With Cleary converting as seamlessly as he always does, it could well have been the turning-point for Penrith, not least because of the way in which it continued and completed RCG’s truncated run at the line a couple of sets before. The fact that Campbell-Gillard had been brought on in the first place to reconfigure the team around May’s injury also made it particularly cathartic to see him put down points. To make matters worse for the Broncos, the sequel to Thaiday’s tackle was an injury that saw him taken off the field shortly after, leaving them with only Herman Ese’ese on their bench.
Given that the Panthers have been better than any other team this year for late wins – they’ve averaged more and conceded less than any other during the final twenty minutes – this was quite a precarious situation for Brisbane, inducing Kahu to slot through a penalty goal a couple of minutes later to make their lead just that little bit more secure. As it turned out, these would be the last points of the game, which in some ways felt like one of the most inconclusive and even anticlimactic of the finals season so far.

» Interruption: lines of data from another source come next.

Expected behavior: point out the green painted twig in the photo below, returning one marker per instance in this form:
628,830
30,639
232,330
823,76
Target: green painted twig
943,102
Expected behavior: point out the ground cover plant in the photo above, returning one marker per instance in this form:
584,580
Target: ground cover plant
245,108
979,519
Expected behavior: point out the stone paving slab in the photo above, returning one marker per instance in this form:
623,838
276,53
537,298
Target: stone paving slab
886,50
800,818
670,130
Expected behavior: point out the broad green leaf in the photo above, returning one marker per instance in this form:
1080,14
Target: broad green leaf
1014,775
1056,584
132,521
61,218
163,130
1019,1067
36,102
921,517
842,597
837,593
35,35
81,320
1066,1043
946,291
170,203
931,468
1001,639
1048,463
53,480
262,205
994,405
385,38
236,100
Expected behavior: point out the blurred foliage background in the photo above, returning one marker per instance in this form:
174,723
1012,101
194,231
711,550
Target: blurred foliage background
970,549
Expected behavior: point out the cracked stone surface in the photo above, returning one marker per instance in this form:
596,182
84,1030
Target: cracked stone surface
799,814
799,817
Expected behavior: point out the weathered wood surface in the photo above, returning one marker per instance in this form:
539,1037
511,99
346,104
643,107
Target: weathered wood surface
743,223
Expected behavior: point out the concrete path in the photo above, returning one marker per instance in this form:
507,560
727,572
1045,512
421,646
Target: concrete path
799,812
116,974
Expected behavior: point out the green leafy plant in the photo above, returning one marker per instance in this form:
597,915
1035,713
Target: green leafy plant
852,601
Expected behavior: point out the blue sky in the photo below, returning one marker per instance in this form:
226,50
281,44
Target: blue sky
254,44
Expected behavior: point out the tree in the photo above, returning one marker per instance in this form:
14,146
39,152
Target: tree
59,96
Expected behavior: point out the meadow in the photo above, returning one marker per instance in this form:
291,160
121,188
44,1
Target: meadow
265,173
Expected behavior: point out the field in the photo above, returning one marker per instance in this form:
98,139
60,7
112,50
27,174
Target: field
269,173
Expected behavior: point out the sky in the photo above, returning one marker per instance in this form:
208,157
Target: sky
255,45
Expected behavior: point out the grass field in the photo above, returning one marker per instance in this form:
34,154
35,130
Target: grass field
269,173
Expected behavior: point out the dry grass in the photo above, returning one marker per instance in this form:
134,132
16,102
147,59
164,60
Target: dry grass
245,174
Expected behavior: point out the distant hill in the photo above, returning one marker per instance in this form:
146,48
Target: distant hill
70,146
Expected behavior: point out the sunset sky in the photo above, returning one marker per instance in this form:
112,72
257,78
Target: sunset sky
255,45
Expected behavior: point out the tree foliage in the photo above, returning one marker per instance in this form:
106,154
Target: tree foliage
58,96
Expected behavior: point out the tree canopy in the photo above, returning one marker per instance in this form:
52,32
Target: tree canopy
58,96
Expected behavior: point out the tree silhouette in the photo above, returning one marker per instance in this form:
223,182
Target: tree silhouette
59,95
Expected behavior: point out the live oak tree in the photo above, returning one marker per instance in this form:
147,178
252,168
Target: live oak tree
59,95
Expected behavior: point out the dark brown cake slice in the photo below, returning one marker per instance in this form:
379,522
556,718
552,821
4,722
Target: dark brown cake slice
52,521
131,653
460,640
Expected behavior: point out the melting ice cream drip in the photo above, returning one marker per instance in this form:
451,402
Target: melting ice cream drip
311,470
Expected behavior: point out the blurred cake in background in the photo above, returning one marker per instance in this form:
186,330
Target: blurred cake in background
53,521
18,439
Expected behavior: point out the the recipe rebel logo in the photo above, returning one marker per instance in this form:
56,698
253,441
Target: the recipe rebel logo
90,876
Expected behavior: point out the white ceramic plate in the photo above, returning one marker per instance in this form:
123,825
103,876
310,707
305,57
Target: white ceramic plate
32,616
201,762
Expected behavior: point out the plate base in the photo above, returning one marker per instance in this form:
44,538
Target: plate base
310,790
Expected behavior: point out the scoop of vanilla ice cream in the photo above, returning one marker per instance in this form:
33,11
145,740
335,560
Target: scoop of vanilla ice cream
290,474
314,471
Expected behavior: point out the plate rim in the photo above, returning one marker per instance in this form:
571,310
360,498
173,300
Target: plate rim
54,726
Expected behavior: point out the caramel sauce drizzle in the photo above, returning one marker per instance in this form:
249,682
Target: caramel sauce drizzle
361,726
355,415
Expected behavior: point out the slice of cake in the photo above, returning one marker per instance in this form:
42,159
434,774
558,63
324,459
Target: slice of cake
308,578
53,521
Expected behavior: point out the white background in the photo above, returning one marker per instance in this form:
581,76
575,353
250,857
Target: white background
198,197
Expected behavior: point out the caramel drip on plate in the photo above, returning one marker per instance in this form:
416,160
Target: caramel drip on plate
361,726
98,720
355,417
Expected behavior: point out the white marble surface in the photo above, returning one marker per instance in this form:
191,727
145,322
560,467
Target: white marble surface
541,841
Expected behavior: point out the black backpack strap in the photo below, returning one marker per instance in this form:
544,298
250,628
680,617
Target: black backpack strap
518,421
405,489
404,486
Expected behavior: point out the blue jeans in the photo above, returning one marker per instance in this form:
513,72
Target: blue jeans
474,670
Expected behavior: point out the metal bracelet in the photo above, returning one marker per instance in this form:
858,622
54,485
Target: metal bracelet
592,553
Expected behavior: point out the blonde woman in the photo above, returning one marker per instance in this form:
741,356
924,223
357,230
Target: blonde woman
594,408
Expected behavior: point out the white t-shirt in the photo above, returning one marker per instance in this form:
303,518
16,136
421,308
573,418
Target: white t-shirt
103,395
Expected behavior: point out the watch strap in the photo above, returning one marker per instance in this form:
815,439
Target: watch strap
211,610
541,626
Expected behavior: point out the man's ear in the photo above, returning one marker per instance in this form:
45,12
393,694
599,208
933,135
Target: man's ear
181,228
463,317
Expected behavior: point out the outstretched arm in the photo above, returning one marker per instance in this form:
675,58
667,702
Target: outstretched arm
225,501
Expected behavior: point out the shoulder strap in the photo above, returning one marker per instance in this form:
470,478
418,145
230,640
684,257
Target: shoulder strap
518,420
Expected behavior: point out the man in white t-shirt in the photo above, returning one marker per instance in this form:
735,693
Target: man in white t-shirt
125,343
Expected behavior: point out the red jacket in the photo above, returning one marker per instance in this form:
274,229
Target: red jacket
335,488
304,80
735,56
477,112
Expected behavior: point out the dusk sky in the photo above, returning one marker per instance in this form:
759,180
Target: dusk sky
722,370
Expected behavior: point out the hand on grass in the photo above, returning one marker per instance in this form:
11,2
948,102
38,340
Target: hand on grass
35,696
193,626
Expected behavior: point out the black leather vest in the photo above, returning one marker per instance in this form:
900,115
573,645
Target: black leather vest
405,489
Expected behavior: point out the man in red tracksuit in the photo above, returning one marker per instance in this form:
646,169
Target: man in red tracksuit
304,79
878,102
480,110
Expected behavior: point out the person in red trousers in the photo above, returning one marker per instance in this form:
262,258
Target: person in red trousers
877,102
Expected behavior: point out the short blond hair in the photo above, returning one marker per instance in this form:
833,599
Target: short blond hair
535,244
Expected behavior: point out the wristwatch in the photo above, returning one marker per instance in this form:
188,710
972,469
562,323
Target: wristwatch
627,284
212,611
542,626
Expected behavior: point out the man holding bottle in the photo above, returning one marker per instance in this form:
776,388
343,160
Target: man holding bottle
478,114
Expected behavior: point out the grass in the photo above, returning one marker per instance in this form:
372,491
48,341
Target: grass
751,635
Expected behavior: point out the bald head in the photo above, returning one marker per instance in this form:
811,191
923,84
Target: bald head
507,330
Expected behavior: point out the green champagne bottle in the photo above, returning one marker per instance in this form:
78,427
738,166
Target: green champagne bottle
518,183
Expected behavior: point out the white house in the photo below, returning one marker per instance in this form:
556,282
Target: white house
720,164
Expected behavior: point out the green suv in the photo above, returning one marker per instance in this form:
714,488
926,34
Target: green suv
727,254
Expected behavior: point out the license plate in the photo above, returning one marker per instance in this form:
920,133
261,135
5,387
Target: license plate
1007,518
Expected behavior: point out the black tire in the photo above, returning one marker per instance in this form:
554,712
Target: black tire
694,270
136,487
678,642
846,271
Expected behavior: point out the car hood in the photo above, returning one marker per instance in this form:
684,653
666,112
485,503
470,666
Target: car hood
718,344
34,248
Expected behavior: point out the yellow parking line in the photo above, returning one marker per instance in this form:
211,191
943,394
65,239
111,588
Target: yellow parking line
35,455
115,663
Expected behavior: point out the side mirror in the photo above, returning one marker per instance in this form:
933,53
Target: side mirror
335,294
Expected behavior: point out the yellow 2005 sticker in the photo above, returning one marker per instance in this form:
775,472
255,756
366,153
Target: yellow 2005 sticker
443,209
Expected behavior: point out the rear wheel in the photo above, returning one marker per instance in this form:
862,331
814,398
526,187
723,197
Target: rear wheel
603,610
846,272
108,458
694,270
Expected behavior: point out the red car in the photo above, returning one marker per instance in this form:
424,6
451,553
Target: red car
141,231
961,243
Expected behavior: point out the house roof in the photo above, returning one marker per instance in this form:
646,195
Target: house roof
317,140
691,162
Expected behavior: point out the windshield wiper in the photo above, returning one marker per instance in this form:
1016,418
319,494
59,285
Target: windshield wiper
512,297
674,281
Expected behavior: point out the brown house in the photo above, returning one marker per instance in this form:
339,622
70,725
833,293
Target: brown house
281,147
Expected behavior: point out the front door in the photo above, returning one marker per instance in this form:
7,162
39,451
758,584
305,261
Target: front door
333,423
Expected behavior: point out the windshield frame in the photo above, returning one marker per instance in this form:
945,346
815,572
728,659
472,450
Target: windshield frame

Sure, the Panthers might have lost, but with only a seven point lead, and with Oates and Thaiday taken off the park, it didn’t feel as if the Broncos had won emphatically either – at least not by their standards, especially at Suncorp. They’re going to be more desperate than ever, then, to beat the Storm this Friday night, in a matchup that many of us thought might actually be the grand final, but which some of the freakier wins over the last few weeks – particularly the Cowboys’ resurgence – has relegated to this penultimate match.